Я чувствовала себя так, будто меня изнасиловали. Они не верили мне, не понимали, не уважали меня. Единственное, что их волновало, - это моя чертова девственность. Если бы кто-нибудь сказал: "Но отец и братья бьют ее! Она была права, сбежав из дому", - уверена, что отец, мать и братья ответили бы в один голос: "Бьют?! Это она так говорит? Какой позор!"
У меня не выходили из головы проблемы поведения в обществе, а также одержимость девственностью. Это сводило меня с ума. Если бы я смогла понять традиции, которым следовали мои родные, то внутренне примирилась бы с ними. Однако мне не кажется, что здесь возможно логическое объяснение. Это попросту неприятие женской независимости.

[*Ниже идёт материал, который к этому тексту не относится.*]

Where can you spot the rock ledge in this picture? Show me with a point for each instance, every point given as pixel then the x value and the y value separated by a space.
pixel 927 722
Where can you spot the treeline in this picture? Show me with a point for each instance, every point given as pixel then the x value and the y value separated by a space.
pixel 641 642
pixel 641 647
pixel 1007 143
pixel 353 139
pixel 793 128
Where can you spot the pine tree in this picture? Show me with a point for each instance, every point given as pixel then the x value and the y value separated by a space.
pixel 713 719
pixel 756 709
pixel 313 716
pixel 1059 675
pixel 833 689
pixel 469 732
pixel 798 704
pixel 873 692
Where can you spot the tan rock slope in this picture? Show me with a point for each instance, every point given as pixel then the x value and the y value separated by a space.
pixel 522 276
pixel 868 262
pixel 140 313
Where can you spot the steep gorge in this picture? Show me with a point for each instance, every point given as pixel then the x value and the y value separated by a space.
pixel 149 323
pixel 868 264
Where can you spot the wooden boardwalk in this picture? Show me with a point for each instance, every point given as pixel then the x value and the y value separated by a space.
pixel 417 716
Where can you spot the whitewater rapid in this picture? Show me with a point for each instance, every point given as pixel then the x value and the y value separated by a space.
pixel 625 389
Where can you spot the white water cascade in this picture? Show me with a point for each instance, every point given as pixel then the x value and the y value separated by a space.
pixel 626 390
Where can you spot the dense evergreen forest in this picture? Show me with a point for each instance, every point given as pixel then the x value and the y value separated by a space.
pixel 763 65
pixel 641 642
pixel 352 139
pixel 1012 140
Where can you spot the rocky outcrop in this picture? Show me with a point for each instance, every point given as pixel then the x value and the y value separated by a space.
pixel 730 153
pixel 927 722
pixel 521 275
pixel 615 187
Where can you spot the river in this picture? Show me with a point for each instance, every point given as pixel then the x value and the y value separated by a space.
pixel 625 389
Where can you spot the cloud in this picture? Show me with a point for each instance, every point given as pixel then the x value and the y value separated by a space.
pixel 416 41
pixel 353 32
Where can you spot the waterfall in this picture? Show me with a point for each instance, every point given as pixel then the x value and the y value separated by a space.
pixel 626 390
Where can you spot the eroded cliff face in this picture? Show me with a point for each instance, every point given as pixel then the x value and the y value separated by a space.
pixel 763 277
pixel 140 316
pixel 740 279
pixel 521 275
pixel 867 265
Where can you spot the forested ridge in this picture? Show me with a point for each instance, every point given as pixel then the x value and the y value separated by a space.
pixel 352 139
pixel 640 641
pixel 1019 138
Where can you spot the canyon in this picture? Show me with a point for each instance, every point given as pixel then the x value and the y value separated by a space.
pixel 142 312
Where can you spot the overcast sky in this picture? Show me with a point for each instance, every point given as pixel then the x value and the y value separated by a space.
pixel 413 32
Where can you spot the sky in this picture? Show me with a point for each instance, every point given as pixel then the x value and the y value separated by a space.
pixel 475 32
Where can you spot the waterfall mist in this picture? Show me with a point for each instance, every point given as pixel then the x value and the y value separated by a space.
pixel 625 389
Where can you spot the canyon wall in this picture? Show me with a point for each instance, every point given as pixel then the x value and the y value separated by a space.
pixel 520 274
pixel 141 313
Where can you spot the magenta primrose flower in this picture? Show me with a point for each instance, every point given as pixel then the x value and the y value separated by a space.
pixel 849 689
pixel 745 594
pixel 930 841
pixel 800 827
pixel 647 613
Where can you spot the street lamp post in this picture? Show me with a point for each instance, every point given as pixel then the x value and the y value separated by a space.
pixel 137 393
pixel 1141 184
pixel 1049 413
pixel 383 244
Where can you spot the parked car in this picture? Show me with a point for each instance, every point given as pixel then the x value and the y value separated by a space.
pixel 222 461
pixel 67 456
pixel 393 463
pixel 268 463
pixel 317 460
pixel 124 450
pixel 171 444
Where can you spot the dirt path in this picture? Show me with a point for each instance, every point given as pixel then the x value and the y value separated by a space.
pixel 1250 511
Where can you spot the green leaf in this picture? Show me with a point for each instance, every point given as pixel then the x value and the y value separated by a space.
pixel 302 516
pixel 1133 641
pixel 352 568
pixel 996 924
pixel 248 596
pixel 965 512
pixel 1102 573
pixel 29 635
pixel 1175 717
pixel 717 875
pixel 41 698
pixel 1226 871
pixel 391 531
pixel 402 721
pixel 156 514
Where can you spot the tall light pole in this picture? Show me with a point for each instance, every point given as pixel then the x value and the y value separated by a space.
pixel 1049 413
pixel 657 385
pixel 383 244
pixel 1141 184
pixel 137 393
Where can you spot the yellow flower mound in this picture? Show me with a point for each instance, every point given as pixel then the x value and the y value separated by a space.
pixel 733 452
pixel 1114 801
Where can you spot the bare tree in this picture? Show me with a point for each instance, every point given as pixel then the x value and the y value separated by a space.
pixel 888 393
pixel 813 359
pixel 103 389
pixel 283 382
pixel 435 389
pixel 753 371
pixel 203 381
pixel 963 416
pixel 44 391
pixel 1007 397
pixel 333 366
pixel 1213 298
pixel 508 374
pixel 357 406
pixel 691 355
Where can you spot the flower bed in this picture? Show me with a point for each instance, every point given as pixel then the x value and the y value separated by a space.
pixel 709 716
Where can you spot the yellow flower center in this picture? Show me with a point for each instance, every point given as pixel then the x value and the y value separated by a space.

Таков порядок вещей, ничего не поделаешь. Остается только идти по намеченной для тебя дороге. Позиции не должны и не могут измениться. Позиции не должны и не могут измениться. Твоя девственность находится под ответственностью отца и братьев, а затем - мужа. Им принадлежит женское тело, а голова от их "право на собственность" болит у тебя. Отцы защищают свою честь не там, где нужно, но отказываются признавать это. Дочери находятся под постоянным надзором. Родители копаются в мыслях своих детей, в личных вещах, пытаясь найти нечто запретное. Пачка сигарет? Она развратница! Компактная пудра, тушь, губная помада, красные трусики? Она развратница! Записка от парня? Она развратница! Тампон? Немедля к врачу - выяснить, не стала ли она слишком взрослой! Таблетка? Она обречена, и от нее отрекутся.
Отец, братья, кузены, дядюшки, тетушки, свекрови... Они обращаются с нами не как с людьми. Видят в нас не женщину, а вещь - вот что так раздражало меня, вот почему я бунтовала. Кроме меня, есть тысячи девушек, которые тихи и покорны, поскольку понимают, что отдельно от семьи, близких им не выжить. Если только не стать так называемой развратницей. Когда девушка бежит, она разрывает связь с семьей. Если она поднимается по социальной лестнице, устраивается на работу, делает карьеру, значит, она придерживается либеральных взглядов. И неважно, что девушка принадлежит ко второму или к третьему поколению иммигрантов.
Отец запретил семье говорить со мной.
- Посмеете заговорить с ней - прибью!
И сам он тоже со мной не разговаривал. Меня не существовало. Игнорирование со стороны братьев не слишком меня беспокоило, но ничего не было хуже, когда отец проходил мимо меня, словно я пустое место. Молчание длилось полтора месяца. Я считала дни.